Legation of the United States, Guatemala and
Honduras,
Guatemala, April 28,
1898.
No. 47.]
Sir: I have the nonor to inform you that in
compliance with Department’s instructions by cable, dated April 26,
1898, I addressed a note to the minister for foreign relations on
yesterday, to which he made response in the afternoon of the same day. A
copy of my note, marked A, and a translation of the minister’s reply,
marked B, are hereto attached.
You will see from the minister’s note that Guatemala will observe a
strict neutrality in the war between the United States and Spain.
I have, etc.,
[Inclosure
1.—Translation.]
National
Palace,
Office of the Secretary of
Foreign Relations,
Republic of Guatemala,
Guatemala, April 27, 1898.
Mr. Minister: I have the honor to
acknowledge the receipt of your excellency’s attentive note of
yesterday, in which you are pleased to communicate to me a dispatch
from the Hon. John Sherman, Secretary of State, announcing that from
the 21st instant there exists a state of war between the United
States and Spain, and consequently desiring to know the attitude of
the Government of Guatemala in the struggle.
In answer, I have the honor to inform your excellency, in order that
through your worthy medium it may become known to the Cabinet at
Washington, that the Government of Guatemala will faithfully comply
with the laws of neutrality as prescribed by the universally
accepted principles of international law.
I take advantage of this opportunity to renew to your excellency the
assurance of my most distinguished consideration.
His Excellency W. Godfrey
Hunter,
Envoy Extraordinary and
Minister Plenipotentiary of the United States.
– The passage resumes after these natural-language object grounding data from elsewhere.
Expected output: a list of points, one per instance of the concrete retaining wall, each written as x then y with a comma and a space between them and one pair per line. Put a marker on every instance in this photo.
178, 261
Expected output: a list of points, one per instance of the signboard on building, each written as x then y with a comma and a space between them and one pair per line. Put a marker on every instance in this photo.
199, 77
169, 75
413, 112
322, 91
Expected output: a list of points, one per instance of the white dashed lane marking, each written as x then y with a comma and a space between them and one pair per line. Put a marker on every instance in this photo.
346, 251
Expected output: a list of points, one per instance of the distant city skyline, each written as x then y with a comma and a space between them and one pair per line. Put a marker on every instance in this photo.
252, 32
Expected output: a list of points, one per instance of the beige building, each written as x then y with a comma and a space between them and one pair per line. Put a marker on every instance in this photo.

[Inclosure in dispatch No.
235.]
Mr. Powell to Mr.
Sherman.
Legation of the United States,
Port au Prince, Haiti,
April 27,
1898.
A conflict regrettable in all points has just armed one against the
other the two Governments of Spain and of the United States of
America, to which the Government of the Republic of Haiti is bound
by friendly relations that it desires to maintain and conserve in
observing the most strict neutrality between the belligerents.
[Page 872]
The Government recognizes its obligations and will conform to the
principles that govern them.
Further, while its general duties, based on the law of nations, will
be strictly observed, the conventional duties by which it finds
itself bound toward one of the belligerents, and which a public
treaty has fixed at a far remote period, will be equally
observed.
Nevertheless, if the treaty of friendship, of commerce, of
navigation, and of extradition with the United States, in force
since 1864, at an epoch when the war could not have been foreseen,
places the Government of the Republic under obligation to follow a
certain line of conduct (fixed beforehand by articles 30 and 31),
the principles from which the treaty has not derogated, relative to
refuge and asylum of vessels of war in national ports, to wrecks of
merchant vessels on the coast and in the ports of the country, to
maritime commerce, and to contraband of war, will be equitably put
into practice in favor of both of the belligerents.
But the Republic makes a pressing appeal to the Governments of the
United States and of Spain not to lose sight of the obligations
toward neutrals that the law of nations imposes on belligerents.